Another thing I would recommend is checking the eggs every couple of minutes to make sure that they are cooking evenly. Apparently my oven cooks unevenly so I ended up having to carve some of the egg off before rolling it up.
I HATED the reduced fat Hollandaise Sauce recipe. I'll stick to the fattening stuff.
Overall, this was really fun to make and tasted really good. I will definitely make this again!
Ham and Swiss Egg Roll Up
You Need This:
-8 ounce cream cheese, softened
-1/2 cup 1% milk
-12 eggs
-2 tablespoons flour
-1/4 teaspoon salt
-2 cups cooked lean ham
-1 can (8 ounces) mushrooms, drained
-2 tablespoons Dijon mustard
-2 cups shredded Swiss cheese, divided
-1 bunch green onions, optional
-Hollandaise sauce (Reduced fat recipe below)
Do This:
1 - Preheat oven to 375 degrees.
2 -Line the bottom and sides of a 15x10 inch jelly roll pan with parchment paper.
3 -Spray parchment paper with non-stick spray.
4 -Beat cream cheese until smooth, gradually beat in milk.
5 -Add eggs, flour and salt; beat well.
6 -Pour egg mixture into prepared pan.
7 -Bake 20-25 minutes or until eggs are set and browned.
8 -While eggs are baking finely chop ham and mushrooms.
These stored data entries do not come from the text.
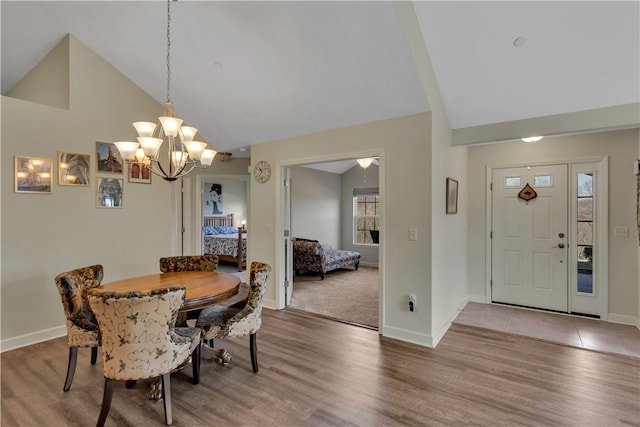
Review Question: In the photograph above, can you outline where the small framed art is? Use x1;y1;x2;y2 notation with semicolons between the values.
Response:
96;177;123;208
58;151;90;186
446;177;458;214
128;162;152;184
14;156;53;194
96;141;123;174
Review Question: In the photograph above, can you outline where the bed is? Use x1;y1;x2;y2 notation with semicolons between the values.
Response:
203;214;247;271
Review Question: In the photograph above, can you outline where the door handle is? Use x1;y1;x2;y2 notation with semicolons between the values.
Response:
553;243;566;248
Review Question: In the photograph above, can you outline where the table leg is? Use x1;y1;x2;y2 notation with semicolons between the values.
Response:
201;342;232;366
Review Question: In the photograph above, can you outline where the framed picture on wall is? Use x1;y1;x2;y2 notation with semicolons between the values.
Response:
128;162;152;184
14;156;53;194
58;151;90;186
204;182;223;215
95;141;123;174
96;177;123;208
446;177;458;214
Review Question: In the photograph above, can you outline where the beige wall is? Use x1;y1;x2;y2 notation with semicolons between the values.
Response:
250;113;437;345
290;166;342;247
0;35;181;349
467;129;639;321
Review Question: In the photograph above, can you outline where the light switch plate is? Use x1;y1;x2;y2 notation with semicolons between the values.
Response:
409;228;417;241
614;226;629;238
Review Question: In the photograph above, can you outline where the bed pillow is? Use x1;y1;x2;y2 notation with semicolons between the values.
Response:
203;226;219;235
214;226;238;234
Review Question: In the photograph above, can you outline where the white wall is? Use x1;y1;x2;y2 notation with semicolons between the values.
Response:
467;129;639;321
1;36;179;350
290;166;341;247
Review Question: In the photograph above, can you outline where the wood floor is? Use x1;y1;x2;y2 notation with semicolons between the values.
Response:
2;309;639;426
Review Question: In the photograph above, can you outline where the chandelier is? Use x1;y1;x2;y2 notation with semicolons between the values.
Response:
114;0;216;182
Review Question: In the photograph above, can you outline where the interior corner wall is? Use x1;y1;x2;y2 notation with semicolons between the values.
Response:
429;111;468;344
1;35;174;351
250;113;434;346
290;166;341;247
467;128;639;321
5;34;70;109
342;164;380;266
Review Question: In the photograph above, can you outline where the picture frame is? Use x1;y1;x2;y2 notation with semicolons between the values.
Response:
446;177;458;214
128;162;152;184
95;141;123;174
204;182;223;215
14;156;53;194
58;151;90;186
96;177;123;208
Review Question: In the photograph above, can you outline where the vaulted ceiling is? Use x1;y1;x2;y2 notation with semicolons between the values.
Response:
2;1;638;160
Slice green onions (bulbs and tops).
9- When eggs are baked remove from oven and immediately spread eggs with mustard
10 - Sprinkle with 1 1/2 cups shredded cheese
11 - Sprinkle with ham, mushrooms and green onions.
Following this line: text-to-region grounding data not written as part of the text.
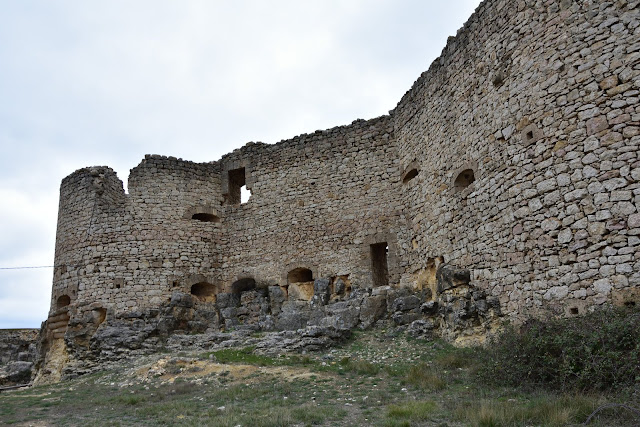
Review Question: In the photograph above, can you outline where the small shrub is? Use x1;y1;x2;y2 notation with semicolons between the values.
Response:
454;395;598;426
111;395;146;406
338;357;351;366
387;400;437;423
434;349;473;369
404;363;446;390
350;360;380;376
475;306;640;391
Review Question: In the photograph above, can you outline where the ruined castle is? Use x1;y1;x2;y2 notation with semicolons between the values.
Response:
33;0;639;382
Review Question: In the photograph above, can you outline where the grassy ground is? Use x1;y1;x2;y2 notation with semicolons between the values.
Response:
1;329;638;426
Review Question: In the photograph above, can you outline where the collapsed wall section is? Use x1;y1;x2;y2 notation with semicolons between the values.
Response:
395;0;640;320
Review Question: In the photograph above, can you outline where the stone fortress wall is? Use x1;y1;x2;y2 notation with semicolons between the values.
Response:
395;0;640;319
40;0;639;379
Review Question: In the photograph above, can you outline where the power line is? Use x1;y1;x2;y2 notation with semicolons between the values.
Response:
0;264;84;270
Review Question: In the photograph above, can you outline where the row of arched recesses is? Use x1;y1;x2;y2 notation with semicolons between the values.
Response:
186;268;353;310
189;278;259;301
402;161;475;191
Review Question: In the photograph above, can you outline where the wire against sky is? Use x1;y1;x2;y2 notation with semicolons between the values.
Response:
0;265;56;270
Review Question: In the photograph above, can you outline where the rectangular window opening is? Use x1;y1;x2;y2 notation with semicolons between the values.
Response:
370;242;389;287
228;168;246;205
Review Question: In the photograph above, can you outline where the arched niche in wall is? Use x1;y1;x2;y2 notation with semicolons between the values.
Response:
287;267;314;284
184;205;220;223
282;262;318;285
454;169;475;189
231;277;256;294
284;266;316;301
190;282;218;302
192;213;219;222
451;161;478;195
56;295;71;309
401;161;420;184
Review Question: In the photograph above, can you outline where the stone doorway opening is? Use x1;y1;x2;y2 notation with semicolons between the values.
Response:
370;242;389;287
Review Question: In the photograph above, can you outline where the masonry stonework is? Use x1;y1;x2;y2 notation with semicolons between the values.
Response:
37;0;639;382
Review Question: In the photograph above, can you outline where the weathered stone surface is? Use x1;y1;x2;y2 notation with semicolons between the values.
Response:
436;264;471;293
407;319;436;338
359;295;387;328
321;305;360;331
0;361;34;386
0;329;38;385
421;301;438;315
392;311;422;325
390;295;421;312
311;278;331;306
268;286;286;315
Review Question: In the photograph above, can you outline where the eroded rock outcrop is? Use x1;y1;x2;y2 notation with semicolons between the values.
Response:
0;329;38;386
35;263;501;381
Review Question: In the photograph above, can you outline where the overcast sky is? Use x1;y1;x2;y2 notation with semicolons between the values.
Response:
0;0;482;328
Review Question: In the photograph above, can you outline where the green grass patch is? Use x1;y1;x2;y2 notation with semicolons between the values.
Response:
386;400;437;424
205;346;277;366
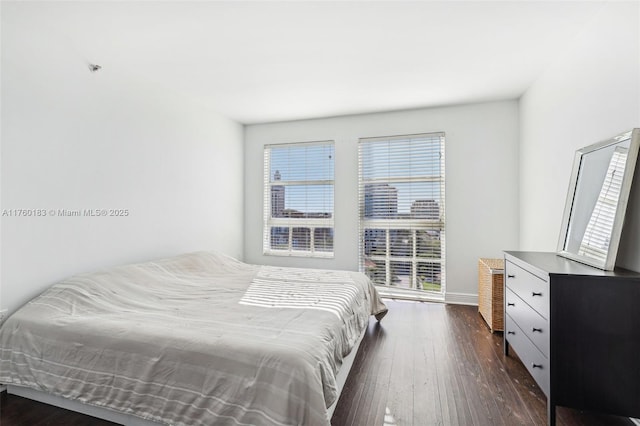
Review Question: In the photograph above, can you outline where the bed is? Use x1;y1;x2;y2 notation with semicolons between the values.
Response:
0;251;387;426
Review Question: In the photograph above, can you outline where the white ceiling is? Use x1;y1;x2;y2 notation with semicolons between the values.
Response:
5;1;610;124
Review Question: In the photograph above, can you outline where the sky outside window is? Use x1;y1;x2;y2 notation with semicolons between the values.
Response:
269;144;334;214
360;137;443;213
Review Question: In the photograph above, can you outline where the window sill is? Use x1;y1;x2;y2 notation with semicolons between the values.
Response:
263;250;334;259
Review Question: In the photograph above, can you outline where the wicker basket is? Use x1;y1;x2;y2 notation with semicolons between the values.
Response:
478;258;505;333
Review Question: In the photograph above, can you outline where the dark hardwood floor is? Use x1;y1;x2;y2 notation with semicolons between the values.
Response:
331;300;634;426
0;300;635;426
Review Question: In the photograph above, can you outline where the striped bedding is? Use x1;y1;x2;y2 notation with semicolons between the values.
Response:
0;251;387;426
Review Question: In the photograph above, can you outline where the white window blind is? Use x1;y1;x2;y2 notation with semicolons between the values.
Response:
263;141;334;257
358;132;445;294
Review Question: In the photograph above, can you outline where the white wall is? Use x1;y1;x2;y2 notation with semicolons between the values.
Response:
245;101;520;303
519;1;640;271
0;8;244;312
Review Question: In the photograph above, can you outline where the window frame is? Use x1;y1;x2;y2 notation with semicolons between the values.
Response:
358;132;446;295
263;140;335;258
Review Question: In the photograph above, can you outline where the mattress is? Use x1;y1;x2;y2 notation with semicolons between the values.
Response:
0;251;387;426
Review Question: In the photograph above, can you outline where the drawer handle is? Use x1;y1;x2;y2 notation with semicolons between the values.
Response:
507;331;516;335
532;363;543;369
507;302;515;307
532;327;543;333
532;292;543;297
507;274;515;278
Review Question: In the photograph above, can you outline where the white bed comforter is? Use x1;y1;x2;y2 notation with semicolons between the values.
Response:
0;251;387;426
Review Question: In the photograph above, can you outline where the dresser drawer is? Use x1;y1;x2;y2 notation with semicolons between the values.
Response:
505;260;549;319
505;313;550;397
505;288;549;357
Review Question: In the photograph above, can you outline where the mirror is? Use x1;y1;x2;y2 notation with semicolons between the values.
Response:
557;129;640;270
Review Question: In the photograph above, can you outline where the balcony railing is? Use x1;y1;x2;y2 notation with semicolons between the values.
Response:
362;222;445;293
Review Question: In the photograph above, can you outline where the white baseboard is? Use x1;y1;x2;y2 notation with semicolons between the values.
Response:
0;384;6;393
444;292;478;306
381;290;478;306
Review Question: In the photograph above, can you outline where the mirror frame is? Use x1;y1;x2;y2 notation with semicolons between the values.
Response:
557;128;640;270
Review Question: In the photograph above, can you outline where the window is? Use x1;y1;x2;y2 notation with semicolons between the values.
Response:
264;141;335;257
358;133;445;295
12 - Starting on long side, roll eggs up, jelly roll style, removing parchment paper away as you roll.
13 -Sprinkle remaining cheese on top of the egg roll
14 - Return to oven and bake 5 minutes longer to melt cheese.
Slice and serve hot with warm Hollandaise Sauce.
Reduced Fat Hollandaise Sauce
You Need This:
-1 egg, beaten
-1 cup 1% milk
-1/4-1/2 teaspoon dry mustard
-1.5 tablespoons cornstarch
-2 tablespoons butter
-2 tablespoons lemon juice
-1/8 teaspoon salt, or to taste
Do This:
1 - Beat egg in a 2-cup microwave safe bowl
2 - Whisk in milk, dry mustard and cornstarch
3 - Microwave 1 minute then stir
4 - Microwave in 20-30 second intervals whisking after 20-30 seconds (about 2 minutes total) until thick
5 - Stir in butter
6 - Stir in lemon juice
Makes 1 1/2 cups sauce
Notes: For variety, experiment with your own favorite omelet ingredients.